My first question would be: why is it returning a 500 instead of a 401/403?
Second, what am I doing wrong?

Thanks for your help!

[lmmc]

Having a similar issue:

HTTP/1.1 500 Server Error

org.acegisecurity.AccessDeniedException: Failed to authenticate to run builds as authorization anonymous.

[lmmc]

Having a similar issue:

HTTP/1.1 500 Server Error

org.acegisecurity.AccessDeniedException: Failed to authenticate to run builds as authorization anonymous.

Found the issue, it was Authorize Project plugin. After removal, it started to work again.

[timja]

@Kanshiroron

Caused: io.jenkins.plugins.casc.ConfiguratorException: unixData: Failed to construct instance of class hudson.plugins.ec2.UnixData.
 Constructor: public hudson.plugins.ec2.UnixData(java.lang.String,java.lang.String,java.lang.String,java.lang.String).
 Arguments: [java.lang.String, null, null, java.lang.String].
 Expected Parameters: rootCommandPrefix java.lang.String, slaveCommandPrefix java.lang.String, slaveCommandSuffix java.lang.String, sshPort java.lang.String

That looks it's failing to reload your configuration

I've just tested this feature and it's working fine for me

[Kanshiroron]

@timja Thank you for your answer.
I'm still facing a 500, however when the server starts it doesn't complain about the configuration, and same thing if I manually click on the Reload existing configuration button on the Management > Configuration as Code menu. So the error seems to only happen when sending the cURL request.
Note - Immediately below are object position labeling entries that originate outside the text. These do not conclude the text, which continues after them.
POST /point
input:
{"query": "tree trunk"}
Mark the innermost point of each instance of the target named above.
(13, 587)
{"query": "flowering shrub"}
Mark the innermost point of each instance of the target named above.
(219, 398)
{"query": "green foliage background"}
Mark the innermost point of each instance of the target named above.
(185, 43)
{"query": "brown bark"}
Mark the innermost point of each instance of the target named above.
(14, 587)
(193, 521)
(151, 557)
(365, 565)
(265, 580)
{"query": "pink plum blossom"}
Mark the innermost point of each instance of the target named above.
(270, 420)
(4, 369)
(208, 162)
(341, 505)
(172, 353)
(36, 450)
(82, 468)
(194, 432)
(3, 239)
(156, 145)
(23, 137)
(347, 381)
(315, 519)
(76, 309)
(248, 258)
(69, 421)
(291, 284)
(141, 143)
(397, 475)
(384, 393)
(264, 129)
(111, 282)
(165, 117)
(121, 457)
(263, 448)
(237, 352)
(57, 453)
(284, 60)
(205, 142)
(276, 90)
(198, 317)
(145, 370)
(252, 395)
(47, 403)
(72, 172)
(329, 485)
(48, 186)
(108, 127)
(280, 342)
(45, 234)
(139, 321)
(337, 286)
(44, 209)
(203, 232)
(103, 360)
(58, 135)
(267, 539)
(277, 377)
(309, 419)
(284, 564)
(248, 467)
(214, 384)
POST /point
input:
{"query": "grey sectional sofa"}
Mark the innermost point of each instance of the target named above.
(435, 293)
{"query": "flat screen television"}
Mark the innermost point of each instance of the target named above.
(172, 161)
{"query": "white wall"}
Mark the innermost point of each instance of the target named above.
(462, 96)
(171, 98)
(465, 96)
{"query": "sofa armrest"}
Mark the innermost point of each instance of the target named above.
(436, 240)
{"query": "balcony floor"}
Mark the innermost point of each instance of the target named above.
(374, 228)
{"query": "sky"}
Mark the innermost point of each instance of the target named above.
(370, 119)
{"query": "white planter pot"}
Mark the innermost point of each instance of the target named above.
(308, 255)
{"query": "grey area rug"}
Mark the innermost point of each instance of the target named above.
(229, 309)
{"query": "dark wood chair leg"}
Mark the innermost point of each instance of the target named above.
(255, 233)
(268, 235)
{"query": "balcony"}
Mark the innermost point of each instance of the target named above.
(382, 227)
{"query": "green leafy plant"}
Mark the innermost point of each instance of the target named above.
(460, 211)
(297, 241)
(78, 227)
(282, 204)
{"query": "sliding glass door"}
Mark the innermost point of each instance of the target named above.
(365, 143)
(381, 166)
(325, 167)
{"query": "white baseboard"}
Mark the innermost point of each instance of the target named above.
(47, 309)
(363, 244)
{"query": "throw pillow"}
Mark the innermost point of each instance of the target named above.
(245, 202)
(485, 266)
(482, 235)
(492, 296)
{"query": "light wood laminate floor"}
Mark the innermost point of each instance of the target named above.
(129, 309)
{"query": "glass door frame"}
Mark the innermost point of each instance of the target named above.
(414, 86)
I indeed do think the error is not coming from the token but from the config, since I have the log: 2019-11-13 15:46:15.988+0000 [id=99] INFO i.j.p.casc.TokenReloadAction#doIndex: Configuration reload triggered via token before the Warning stack trace.

As you pointed out, the issue may come from our EC2/UnixData config, which looks like:

jenkins:
  clouds:
  - amazonEC2:
      cloudName: "Slaves-${AWS_REGION}"
      credentialsId: "AWS_Admin"
      privateKey: "${EC2_SSH_KEY}"
      region: "${AWS_REGION}"
      templates:
      - ami: "${AWS_SLAVES_AMI}"
        amiType:
          unixData:
            rootCommandPrefix: "sudo"
            sshPort: "22"
.
.
.

But my question is why do the plugin replace empty values with null? As the error says:

 Constructor: public hudson.plugins.ec2.UnixData(java.lang.String,java.lang.String,java.lang.String,java.lang.String).
 Arguments: [java.lang.String, null, null, java.lang.String].
 Expected Parameters: rootCommandPrefix java.lang.String, slaveCommandPrefix java.lang.String, slaveCommandSuffix java.lang.String, sshPort java.lang.String

(I indeed do not specify slaveCommandPrefix & slaveCommandSuffix options).

Also, I updated Jenkins to version 2.204 & casc to 1.32

Thanks for your help.

[Kanshiroron]

After changing the configuration to add those missing parameters (slaveCommandPrefix & slaveCommandSuffix), the error has slightly changed, but no longer make any sense to me since the argument types seems to be correct...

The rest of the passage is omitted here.